First, we have to go back to the way cats and dogs have evolved to live. Cats are mostly solitary. They may not see another cat for many weeks or months, instead using the power of smell to communicate. Dogs, on the other hand, evolved to live in social groups, in dens, surrounded by family.
What’s super-dooper cool is that their most common diseases have evolved to exploit this lifestyle. For dogs, diseases need to be messy so that they can spread and infect a lot of the pack in a short space of time. Think of parvovirus – you’ll get the idea. Causes explosive diarrhoea, whole pack infected. And virus gets its lifelong wish (to make as many copies of itself as possible) and doesn’t care that it is fatal to the host, because it’s already moved on to another.
As a back-up plan, parvovirus can last in cool dark environments (like dens) for up to a year, waiting for the next pack to move in. Thankfully, we vaccinate against parvovirus… but it’s persistent, and still regularly crops up to attack puppies or dogs whose vaccination has lapsed.
Now, let’s take the most common disease we vaccinate for in cats – cat flu. Like human flu, cat flu is a collection of symptoms that can be caused by many diseases, and it doesn’t really matter which we focus on for this exercise. Let’s go for calicivirus. It can infect animals at any age, and hang around as long as it wants to before causing symptoms. It hides in the cat’s body, not causing disease – what’s the point? Nobody to pass it to – until it causes symptoms seemingly out of the blue, often when stress is high. This makes sense both biologically (high stress = lower immune system) and epidemiologically (high stress accompanies an unexpected visit by another cat, which gives the disease the best chance of spreading).
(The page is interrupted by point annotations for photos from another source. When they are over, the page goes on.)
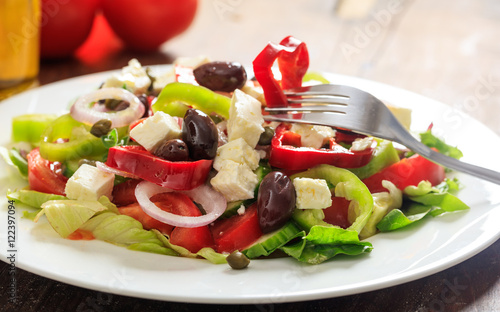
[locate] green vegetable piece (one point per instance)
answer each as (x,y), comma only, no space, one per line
(14,159)
(81,144)
(347,185)
(323,243)
(175,96)
(384,155)
(33,198)
(66,216)
(397,219)
(29,127)
(268,243)
(431,140)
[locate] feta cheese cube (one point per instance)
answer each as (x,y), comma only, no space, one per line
(313,136)
(238,151)
(245,118)
(312,193)
(133,76)
(89,183)
(155,129)
(235,181)
(359,145)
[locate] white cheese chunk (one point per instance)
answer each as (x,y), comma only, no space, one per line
(155,129)
(245,118)
(235,181)
(359,145)
(313,136)
(133,76)
(238,151)
(312,193)
(89,183)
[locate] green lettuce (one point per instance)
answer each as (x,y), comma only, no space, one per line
(325,242)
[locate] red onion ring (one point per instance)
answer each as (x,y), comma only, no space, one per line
(212,201)
(103,167)
(83,112)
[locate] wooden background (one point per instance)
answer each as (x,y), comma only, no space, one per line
(446,50)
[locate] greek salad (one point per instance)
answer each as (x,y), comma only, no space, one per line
(182,163)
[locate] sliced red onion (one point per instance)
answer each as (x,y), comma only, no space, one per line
(84,112)
(212,202)
(103,167)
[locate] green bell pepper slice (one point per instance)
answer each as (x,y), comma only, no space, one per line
(30,127)
(347,185)
(81,143)
(384,155)
(175,98)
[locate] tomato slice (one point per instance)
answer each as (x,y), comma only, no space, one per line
(45,176)
(193,239)
(238,231)
(176,175)
(124,193)
(337,213)
(406,172)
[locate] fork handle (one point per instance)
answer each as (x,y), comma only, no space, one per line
(452,163)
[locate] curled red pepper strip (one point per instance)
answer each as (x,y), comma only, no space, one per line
(286,153)
(293,61)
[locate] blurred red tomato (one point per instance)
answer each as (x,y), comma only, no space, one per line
(145,25)
(65,25)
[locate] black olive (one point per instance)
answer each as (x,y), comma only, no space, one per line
(101,127)
(266,136)
(237,260)
(200,135)
(275,201)
(221,76)
(173,150)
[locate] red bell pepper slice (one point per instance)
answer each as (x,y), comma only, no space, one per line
(286,153)
(176,175)
(406,172)
(293,61)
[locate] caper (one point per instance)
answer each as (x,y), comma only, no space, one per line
(237,260)
(173,150)
(100,128)
(266,136)
(221,76)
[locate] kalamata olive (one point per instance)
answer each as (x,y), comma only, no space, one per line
(101,127)
(266,136)
(221,76)
(275,201)
(173,150)
(237,260)
(200,135)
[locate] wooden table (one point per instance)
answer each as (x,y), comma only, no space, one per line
(446,50)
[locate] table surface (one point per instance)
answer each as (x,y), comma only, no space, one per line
(446,50)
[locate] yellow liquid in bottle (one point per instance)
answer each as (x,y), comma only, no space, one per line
(19,41)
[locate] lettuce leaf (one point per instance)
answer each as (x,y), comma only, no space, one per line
(33,198)
(207,253)
(323,243)
(66,215)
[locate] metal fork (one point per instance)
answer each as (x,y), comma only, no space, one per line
(354,109)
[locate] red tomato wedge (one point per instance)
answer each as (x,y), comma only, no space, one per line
(45,176)
(406,172)
(124,193)
(237,232)
(193,239)
(176,175)
(337,213)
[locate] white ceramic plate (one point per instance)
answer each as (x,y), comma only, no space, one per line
(398,257)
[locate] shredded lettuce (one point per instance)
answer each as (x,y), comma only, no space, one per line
(323,243)
(207,253)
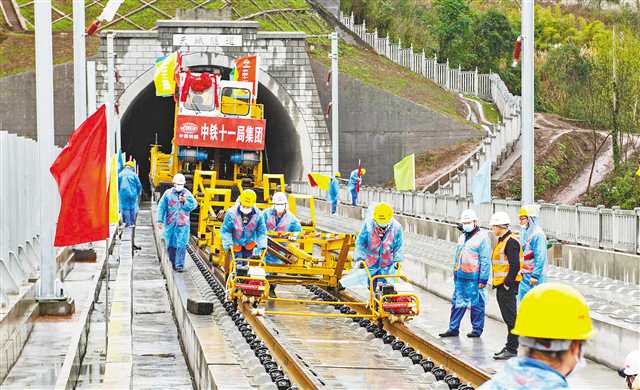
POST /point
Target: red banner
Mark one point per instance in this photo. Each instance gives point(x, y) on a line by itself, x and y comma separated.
point(219, 132)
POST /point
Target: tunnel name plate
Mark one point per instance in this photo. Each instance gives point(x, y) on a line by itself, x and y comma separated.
point(220, 132)
point(207, 40)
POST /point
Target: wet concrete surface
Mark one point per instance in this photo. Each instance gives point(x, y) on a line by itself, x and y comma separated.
point(434, 319)
point(46, 349)
point(158, 361)
point(337, 351)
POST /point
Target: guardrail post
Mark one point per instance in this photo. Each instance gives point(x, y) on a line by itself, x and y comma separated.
point(577, 222)
point(600, 207)
point(9, 283)
point(475, 82)
point(16, 269)
point(614, 235)
point(637, 233)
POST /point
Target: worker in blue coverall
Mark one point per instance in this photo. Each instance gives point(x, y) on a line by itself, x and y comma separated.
point(553, 324)
point(243, 229)
point(129, 190)
point(174, 208)
point(333, 192)
point(471, 271)
point(534, 249)
point(354, 184)
point(380, 242)
point(278, 219)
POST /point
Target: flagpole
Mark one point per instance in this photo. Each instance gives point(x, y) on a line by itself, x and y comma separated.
point(528, 146)
point(79, 64)
point(335, 136)
point(45, 131)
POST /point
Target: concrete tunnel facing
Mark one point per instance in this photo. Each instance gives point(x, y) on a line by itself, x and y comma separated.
point(150, 118)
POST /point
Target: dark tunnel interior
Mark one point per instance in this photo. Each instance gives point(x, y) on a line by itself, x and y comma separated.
point(150, 117)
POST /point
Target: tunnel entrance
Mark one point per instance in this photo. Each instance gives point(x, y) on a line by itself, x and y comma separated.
point(149, 119)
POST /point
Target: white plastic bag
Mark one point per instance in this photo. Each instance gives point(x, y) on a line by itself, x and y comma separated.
point(355, 278)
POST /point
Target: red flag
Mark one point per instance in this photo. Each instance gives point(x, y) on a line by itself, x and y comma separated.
point(81, 173)
point(359, 175)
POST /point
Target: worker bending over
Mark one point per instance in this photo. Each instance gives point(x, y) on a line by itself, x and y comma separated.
point(333, 192)
point(534, 247)
point(506, 263)
point(129, 192)
point(631, 370)
point(553, 324)
point(380, 242)
point(471, 271)
point(279, 219)
point(243, 229)
point(173, 217)
point(355, 182)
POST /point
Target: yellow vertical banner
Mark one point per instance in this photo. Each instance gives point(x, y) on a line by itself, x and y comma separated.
point(164, 78)
point(404, 173)
point(114, 207)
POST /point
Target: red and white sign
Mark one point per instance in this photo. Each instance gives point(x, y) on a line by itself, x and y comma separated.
point(247, 68)
point(219, 132)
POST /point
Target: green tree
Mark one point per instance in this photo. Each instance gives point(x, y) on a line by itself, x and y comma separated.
point(452, 27)
point(616, 75)
point(492, 41)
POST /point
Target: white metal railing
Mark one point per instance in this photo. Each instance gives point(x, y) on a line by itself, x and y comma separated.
point(597, 227)
point(20, 197)
point(487, 86)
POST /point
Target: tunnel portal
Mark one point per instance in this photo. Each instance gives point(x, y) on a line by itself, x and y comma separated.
point(149, 119)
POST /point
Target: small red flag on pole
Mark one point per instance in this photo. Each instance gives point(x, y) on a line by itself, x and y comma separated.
point(81, 173)
point(359, 175)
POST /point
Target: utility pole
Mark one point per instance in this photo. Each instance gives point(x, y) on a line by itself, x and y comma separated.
point(79, 65)
point(335, 134)
point(528, 93)
point(45, 131)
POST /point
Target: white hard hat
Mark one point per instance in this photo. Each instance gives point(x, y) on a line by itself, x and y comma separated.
point(533, 210)
point(500, 218)
point(279, 198)
point(632, 363)
point(468, 216)
point(179, 178)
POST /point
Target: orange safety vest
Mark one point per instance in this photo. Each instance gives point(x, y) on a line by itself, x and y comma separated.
point(500, 263)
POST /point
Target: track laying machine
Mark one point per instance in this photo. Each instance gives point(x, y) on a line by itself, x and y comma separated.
point(218, 144)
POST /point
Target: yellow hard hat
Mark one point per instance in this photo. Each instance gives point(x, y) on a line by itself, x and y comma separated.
point(382, 213)
point(554, 311)
point(523, 212)
point(248, 198)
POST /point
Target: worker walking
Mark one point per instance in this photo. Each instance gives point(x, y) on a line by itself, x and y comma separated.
point(173, 217)
point(631, 370)
point(553, 324)
point(355, 181)
point(129, 190)
point(243, 229)
point(279, 219)
point(534, 247)
point(471, 271)
point(334, 190)
point(380, 242)
point(506, 263)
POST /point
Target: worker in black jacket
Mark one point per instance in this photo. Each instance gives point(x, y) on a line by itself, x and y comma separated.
point(507, 261)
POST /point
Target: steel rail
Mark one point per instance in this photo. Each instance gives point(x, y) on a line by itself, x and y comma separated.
point(465, 370)
point(290, 365)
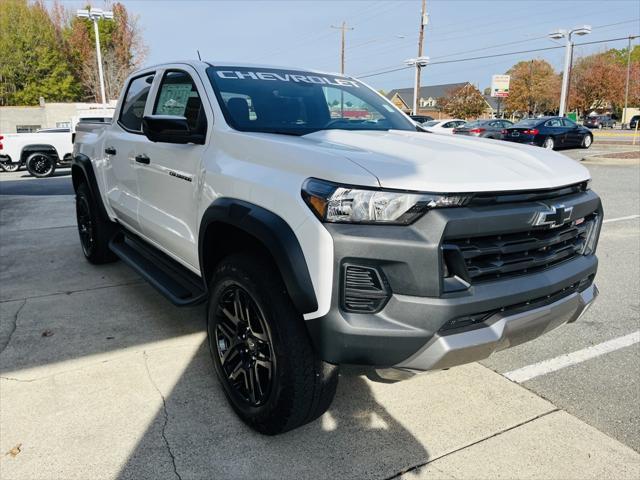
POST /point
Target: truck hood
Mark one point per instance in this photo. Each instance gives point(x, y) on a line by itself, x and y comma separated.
point(437, 163)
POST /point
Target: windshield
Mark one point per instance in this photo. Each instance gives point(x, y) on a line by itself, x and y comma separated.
point(528, 122)
point(297, 103)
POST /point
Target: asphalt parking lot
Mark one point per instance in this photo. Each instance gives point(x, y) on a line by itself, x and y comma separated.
point(100, 377)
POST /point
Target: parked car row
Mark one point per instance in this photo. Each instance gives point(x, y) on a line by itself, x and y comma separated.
point(547, 132)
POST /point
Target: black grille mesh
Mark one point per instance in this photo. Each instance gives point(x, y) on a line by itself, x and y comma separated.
point(477, 259)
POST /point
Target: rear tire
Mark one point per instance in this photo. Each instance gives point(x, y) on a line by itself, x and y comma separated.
point(7, 166)
point(95, 231)
point(41, 165)
point(549, 143)
point(261, 350)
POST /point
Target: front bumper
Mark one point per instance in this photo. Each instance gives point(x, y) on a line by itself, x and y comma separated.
point(422, 306)
point(501, 331)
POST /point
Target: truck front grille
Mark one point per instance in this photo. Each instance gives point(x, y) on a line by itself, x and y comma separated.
point(477, 259)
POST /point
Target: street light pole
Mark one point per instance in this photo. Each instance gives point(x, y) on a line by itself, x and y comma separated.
point(99, 56)
point(95, 14)
point(568, 55)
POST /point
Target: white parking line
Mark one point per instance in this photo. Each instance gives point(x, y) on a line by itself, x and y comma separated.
point(619, 219)
point(554, 364)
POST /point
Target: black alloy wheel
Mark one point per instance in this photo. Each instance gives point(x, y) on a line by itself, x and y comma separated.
point(8, 166)
point(85, 225)
point(40, 165)
point(244, 345)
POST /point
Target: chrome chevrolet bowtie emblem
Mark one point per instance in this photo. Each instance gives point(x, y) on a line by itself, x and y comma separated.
point(556, 216)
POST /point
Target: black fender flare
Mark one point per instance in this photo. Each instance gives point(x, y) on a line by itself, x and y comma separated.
point(81, 166)
point(277, 237)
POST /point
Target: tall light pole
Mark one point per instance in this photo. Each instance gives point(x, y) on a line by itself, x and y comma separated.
point(424, 20)
point(419, 63)
point(566, 73)
point(343, 29)
point(95, 14)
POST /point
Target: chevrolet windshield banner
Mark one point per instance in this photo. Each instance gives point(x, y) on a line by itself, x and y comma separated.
point(284, 76)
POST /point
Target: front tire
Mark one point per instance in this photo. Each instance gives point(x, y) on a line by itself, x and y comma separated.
point(95, 231)
point(41, 165)
point(261, 350)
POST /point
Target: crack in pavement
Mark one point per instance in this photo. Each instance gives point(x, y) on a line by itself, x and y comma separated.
point(71, 292)
point(505, 430)
point(15, 326)
point(198, 353)
point(166, 416)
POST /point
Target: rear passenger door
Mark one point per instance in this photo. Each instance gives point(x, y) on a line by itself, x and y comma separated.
point(573, 135)
point(169, 181)
point(118, 170)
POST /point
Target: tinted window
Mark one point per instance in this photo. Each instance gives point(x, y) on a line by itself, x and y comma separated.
point(298, 102)
point(179, 96)
point(134, 102)
point(554, 122)
point(527, 122)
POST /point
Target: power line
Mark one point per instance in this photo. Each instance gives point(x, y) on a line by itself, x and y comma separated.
point(505, 54)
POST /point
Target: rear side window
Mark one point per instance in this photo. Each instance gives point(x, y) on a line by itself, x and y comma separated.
point(179, 96)
point(134, 102)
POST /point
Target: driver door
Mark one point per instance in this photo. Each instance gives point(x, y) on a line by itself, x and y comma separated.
point(168, 180)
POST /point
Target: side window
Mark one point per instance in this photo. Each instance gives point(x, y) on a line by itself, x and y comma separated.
point(179, 96)
point(134, 102)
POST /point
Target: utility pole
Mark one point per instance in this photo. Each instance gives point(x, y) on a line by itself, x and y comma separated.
point(424, 19)
point(343, 29)
point(626, 88)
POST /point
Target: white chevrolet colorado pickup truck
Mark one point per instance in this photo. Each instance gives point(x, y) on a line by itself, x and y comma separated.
point(322, 229)
point(40, 152)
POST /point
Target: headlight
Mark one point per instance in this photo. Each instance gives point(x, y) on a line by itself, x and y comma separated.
point(346, 204)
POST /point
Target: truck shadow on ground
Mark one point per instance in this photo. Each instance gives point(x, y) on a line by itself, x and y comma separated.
point(194, 432)
point(198, 436)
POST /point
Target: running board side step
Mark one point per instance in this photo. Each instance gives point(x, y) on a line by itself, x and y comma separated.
point(181, 286)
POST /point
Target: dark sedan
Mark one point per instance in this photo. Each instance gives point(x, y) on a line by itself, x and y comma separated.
point(421, 118)
point(549, 132)
point(483, 128)
point(599, 121)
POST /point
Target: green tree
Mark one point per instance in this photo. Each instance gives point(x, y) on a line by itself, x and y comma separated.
point(32, 63)
point(534, 87)
point(463, 102)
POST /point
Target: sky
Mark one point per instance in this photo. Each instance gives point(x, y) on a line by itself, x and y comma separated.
point(298, 33)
It’s no accident that cat flu ‘recrudesces’ (reappears) when cats go into catteries – it’s nature at its finest. And cat flu’s chosen method of spreading – in a sneeze – gives it maximum propulsion too. There’s no point in being a close-contact disease if you’re infecting a fairly solitary species.
Although calicivirus doesn’t last as long as parvovirus, on the right surfaces it can last up to four weeks – plenty of time to let a passing rival cat accidentally breathe in some virus – but its real longevity comes in the host. Calicivirus is rarely fatal. Instead, it lives a slow life, infecting other cats whenever it gets a chance, and being quite content to wait a year or more if needed. Parvovirus may infect a whole pack in a week or two, but once they’re all dead it can die itself. Calicivirus may infect only one other cat a year, but over 10 years it infects just as many cats as parvovirus does.